KI believes the new chair technology reframes the entire conversation around seating. Ergonomics has been the industry’s dominant paradigm for decades; the lens through which virtually every seating innovation has been explained and marketed. Matta argues that Cognetic Technology operates on a different plane entirely.

The KI Flow Chamber allowed the public to test Cognetic Technology™ in the lobby of a busy Chicago office building

“It’s the first The KI Flow Chamber allowed the public to test Cognetic Technology in the lobby of a busy chair designed to turn movement into human performance,” he said.

Tony Besasie, KI’s chief sales and marketing officer, puts the core premise like this: “Our bodies are not meant to stay completely still for hours at a time. Cognetic Technology enables motion through natural micro-movements while seated, helping create a more comfortable and balanced experience that’s better aligned with how the body actually works.”

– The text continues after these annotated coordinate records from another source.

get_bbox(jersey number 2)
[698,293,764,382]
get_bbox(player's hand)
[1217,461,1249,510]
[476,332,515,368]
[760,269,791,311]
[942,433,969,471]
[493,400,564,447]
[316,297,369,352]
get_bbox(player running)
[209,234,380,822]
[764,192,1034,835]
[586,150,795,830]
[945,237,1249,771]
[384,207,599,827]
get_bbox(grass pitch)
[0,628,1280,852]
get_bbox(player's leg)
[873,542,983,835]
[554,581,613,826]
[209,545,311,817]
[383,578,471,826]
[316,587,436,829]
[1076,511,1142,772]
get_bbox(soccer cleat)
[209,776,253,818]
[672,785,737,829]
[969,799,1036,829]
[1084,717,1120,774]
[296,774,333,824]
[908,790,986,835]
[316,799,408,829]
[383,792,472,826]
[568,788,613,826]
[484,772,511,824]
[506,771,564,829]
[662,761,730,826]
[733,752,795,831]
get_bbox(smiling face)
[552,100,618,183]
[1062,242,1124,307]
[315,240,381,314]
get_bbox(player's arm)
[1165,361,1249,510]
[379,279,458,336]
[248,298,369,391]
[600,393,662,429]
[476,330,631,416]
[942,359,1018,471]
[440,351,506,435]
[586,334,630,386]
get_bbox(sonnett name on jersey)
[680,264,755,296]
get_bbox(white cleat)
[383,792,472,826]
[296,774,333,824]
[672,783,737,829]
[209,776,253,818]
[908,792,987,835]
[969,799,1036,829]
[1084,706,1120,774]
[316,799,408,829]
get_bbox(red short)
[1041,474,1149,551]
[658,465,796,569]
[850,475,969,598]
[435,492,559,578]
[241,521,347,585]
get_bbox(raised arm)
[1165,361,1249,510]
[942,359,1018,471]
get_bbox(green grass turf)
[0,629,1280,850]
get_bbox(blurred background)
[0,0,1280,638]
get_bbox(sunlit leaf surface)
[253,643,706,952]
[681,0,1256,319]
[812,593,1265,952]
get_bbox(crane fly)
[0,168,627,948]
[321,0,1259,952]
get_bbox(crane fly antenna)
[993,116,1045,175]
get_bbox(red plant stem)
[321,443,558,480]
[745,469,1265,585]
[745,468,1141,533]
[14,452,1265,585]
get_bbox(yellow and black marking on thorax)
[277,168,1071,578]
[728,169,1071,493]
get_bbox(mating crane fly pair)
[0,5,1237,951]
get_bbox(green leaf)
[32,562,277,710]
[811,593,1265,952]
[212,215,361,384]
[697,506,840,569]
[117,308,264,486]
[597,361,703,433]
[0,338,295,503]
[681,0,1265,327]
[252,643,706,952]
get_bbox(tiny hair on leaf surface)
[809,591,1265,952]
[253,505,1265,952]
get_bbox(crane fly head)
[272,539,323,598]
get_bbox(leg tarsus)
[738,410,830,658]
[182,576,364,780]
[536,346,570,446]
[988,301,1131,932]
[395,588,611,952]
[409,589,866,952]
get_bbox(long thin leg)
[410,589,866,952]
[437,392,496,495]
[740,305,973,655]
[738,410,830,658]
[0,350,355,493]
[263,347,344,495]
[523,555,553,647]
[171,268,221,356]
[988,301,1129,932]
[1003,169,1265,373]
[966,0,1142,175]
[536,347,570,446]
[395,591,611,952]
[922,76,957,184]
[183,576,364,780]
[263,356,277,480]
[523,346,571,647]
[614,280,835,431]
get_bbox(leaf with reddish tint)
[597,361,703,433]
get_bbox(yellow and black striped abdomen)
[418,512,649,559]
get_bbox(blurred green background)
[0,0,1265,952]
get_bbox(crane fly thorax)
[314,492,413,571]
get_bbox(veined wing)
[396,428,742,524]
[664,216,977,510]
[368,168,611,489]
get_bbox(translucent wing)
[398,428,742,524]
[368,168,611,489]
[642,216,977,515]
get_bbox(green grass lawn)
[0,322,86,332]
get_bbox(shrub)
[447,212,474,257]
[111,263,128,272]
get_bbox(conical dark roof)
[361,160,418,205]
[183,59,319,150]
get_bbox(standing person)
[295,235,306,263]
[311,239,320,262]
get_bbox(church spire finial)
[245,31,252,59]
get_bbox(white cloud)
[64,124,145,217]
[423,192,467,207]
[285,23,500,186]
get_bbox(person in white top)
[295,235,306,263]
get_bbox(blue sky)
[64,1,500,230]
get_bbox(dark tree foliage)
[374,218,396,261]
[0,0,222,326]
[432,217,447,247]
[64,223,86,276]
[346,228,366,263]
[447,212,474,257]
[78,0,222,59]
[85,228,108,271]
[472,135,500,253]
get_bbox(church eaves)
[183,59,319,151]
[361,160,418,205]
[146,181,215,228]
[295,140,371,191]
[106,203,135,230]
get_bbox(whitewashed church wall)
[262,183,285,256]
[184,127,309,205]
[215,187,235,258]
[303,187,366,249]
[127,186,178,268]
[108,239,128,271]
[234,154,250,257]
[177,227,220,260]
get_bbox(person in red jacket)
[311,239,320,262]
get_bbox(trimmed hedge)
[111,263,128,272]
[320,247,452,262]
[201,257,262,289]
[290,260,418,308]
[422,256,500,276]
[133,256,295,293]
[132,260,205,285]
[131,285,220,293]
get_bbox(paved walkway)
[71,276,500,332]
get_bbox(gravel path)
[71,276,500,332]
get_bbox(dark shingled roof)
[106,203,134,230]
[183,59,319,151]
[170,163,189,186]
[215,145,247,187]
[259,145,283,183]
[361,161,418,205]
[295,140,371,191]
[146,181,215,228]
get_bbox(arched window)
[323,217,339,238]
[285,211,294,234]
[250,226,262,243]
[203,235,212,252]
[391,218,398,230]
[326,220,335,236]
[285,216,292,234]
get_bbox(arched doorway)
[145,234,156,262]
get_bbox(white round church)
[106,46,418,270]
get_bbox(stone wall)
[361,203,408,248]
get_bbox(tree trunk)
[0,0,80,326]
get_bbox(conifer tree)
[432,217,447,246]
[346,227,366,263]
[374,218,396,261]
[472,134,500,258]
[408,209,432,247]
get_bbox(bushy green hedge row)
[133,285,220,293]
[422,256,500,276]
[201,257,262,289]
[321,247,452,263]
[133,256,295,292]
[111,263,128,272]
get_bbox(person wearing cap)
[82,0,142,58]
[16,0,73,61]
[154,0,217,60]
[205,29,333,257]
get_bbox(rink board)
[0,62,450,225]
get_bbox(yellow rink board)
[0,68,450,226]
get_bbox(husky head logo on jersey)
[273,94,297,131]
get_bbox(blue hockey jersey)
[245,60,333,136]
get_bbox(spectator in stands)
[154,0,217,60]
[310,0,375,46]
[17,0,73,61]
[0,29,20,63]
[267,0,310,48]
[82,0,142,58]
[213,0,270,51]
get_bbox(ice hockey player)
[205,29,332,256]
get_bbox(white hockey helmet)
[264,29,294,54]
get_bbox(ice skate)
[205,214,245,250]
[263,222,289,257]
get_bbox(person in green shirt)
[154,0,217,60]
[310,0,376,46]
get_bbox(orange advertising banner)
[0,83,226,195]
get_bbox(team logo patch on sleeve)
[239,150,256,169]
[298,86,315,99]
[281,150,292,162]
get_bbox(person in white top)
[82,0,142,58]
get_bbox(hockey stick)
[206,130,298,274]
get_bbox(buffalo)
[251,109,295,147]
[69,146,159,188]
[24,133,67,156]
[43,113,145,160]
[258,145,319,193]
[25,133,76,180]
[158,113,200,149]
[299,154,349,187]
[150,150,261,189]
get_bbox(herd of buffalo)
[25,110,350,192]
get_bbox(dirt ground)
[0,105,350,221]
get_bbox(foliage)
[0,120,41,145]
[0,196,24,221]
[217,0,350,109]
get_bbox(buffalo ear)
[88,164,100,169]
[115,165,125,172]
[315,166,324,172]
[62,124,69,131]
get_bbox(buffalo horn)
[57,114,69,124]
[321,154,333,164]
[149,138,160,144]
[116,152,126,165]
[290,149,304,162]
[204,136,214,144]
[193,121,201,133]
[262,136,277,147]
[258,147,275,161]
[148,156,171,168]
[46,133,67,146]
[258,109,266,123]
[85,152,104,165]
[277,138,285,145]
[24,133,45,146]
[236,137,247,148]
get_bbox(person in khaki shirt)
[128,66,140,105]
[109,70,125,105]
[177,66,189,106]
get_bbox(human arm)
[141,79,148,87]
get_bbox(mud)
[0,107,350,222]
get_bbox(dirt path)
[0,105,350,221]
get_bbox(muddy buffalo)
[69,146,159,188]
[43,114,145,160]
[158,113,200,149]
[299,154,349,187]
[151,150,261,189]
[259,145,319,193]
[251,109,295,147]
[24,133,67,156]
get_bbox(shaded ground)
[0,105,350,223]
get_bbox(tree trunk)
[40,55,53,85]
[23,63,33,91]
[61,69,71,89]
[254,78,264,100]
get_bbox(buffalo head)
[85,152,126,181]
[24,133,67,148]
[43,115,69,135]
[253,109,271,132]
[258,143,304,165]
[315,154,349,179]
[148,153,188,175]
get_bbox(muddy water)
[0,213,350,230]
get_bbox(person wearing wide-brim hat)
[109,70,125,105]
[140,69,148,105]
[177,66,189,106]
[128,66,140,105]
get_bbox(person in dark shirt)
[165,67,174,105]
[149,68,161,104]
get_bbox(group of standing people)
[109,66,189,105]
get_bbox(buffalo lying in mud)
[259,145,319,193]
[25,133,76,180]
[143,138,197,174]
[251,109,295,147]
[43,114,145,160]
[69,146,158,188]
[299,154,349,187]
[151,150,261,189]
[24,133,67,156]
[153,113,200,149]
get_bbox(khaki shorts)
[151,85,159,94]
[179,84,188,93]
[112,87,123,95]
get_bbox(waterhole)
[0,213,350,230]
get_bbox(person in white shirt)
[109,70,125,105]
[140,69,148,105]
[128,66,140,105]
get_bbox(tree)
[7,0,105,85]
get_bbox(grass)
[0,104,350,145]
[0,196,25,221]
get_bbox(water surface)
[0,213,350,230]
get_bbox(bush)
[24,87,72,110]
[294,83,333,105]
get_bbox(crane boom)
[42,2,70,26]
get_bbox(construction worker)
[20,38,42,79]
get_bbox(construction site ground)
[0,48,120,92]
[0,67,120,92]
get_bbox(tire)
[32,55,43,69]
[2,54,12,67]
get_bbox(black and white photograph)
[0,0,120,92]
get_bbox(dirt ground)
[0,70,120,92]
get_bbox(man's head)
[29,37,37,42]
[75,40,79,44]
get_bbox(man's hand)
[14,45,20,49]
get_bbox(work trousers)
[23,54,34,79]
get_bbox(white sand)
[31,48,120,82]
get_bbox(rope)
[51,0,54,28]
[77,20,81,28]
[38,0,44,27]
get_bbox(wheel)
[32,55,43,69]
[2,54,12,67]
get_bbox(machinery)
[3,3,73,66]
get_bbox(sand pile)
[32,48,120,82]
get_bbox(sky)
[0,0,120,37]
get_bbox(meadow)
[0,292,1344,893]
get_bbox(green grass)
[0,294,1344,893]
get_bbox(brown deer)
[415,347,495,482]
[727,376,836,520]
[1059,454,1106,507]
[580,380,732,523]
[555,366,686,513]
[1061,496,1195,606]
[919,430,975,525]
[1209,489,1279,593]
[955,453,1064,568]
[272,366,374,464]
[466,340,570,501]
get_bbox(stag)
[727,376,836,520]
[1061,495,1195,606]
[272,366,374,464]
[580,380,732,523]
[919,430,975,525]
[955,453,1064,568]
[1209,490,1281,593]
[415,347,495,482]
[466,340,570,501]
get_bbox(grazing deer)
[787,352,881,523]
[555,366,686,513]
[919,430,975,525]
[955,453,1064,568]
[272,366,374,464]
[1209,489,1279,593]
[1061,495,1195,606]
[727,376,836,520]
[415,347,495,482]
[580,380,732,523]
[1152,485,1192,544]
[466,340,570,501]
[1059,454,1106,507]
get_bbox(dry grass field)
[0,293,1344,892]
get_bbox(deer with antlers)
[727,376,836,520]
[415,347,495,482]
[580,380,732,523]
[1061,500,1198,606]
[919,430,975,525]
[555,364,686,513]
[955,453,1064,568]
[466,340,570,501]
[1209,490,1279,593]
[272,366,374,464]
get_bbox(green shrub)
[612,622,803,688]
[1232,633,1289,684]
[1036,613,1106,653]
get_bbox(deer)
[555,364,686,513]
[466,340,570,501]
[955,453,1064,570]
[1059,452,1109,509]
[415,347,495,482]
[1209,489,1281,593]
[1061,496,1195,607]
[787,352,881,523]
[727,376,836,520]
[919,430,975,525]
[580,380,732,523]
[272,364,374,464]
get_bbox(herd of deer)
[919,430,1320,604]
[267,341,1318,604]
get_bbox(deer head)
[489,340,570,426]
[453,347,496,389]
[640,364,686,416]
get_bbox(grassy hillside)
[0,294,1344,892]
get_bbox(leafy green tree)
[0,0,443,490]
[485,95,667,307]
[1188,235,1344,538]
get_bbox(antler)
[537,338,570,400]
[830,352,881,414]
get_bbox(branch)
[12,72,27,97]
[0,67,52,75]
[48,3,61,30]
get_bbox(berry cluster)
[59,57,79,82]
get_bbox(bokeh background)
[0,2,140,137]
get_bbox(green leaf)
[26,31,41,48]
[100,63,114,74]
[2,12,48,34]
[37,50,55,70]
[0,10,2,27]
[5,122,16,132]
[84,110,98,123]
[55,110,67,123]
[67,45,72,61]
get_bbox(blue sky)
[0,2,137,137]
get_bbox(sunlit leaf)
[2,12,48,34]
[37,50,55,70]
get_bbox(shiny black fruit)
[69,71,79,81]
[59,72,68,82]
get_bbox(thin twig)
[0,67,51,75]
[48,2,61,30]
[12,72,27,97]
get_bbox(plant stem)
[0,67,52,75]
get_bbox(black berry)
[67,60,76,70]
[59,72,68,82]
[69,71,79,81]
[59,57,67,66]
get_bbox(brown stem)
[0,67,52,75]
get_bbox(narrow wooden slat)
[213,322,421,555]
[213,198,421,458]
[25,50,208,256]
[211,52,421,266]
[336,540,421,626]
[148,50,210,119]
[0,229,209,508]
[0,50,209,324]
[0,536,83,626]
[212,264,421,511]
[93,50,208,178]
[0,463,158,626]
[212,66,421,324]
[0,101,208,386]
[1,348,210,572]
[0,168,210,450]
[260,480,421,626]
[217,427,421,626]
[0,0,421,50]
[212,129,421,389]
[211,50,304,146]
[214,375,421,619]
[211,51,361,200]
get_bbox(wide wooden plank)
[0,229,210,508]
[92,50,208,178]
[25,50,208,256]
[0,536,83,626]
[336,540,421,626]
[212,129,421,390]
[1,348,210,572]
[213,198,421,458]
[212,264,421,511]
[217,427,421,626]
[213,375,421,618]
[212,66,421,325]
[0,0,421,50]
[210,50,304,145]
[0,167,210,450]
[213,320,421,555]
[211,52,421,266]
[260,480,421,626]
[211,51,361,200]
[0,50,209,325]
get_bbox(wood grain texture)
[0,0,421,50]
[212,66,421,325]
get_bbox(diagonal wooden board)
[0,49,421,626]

The origin story of Cognetic Technology is worth knowing, because it says something important about how innovation actually happens. The concept began with designer Aaron DeJule, whose own relationship with seating changed dramatically after a serious car accident left him finding it painful to sit for extended periods. Traditional chairs, despite their many adjustments and ergonomic credentials, offered him little relief. That personal experience led DeJule to a question that sounds simple but turns out to be profound: What if seating worked with the body instead of asking the body to adapt?

Matta describes the development arc as something closer to a personal obsession than a standard product development process that included years of observation, refinement and validation before KI ever got involved. “You have to think of it almost like a tire swing,” he said. “There are videos of his daughter literally on a tire swing in the dining room, and then you can fast forward like four years and it’s finally under the chair itself.”

A peek of Cognetic Technology™ under the seat of a Kiaura task chair

The qualitative evidence gathered along the way has been striking. “We know people say, ‘I can’t go back and sit in my normal chair.’ We’ve had people — chronic back pain always comes up — and how they’ve sat in this for two hours and their back isn’t hurting anymore. We’ve heard that from 20 people in just our office alone,” said Matta.

The industry has spent years debating whether sitting itself is the problem. Matta thinks that misses the point. “Yes, we’re not designed to sit,” he said. “More importantly, we are not designed to be still. What we’ve solved for is removing stillness from the human performance profile.”

The distinction explains why KI has approached the launch the way it has, with an immersive, experience first strategy. In the weeks leading up to Chicago Design Week, the company will host invitation-only previews for designers, media and influencers, including a flow chamber installation designed to let people simply sit and feel the difference for themselves.

KI will also have a presence on the seventh floor at THE MART during NeoCon, allowing them to enter Cognetic Technology into the Best of NeoCon competition.

“This is the kind of shift that changes how you think about sitting,” Besasie said. “We’re using gravity and kinesiology to create a one-of-a-kind experience that is more comfortable and delightful.”

For KI, which is probably best known for its educational furniture, the company hopes the new technology will move it into the conversation as a truly innovative seating manufacturer. The company has committed more research, marketing and sales support to Cognetic Technology than to any product in recent memory. If the research holds up in the market the way it has in the lab and in user testing, it may well be the most consequential thing to come out of Chicago Design Week this June.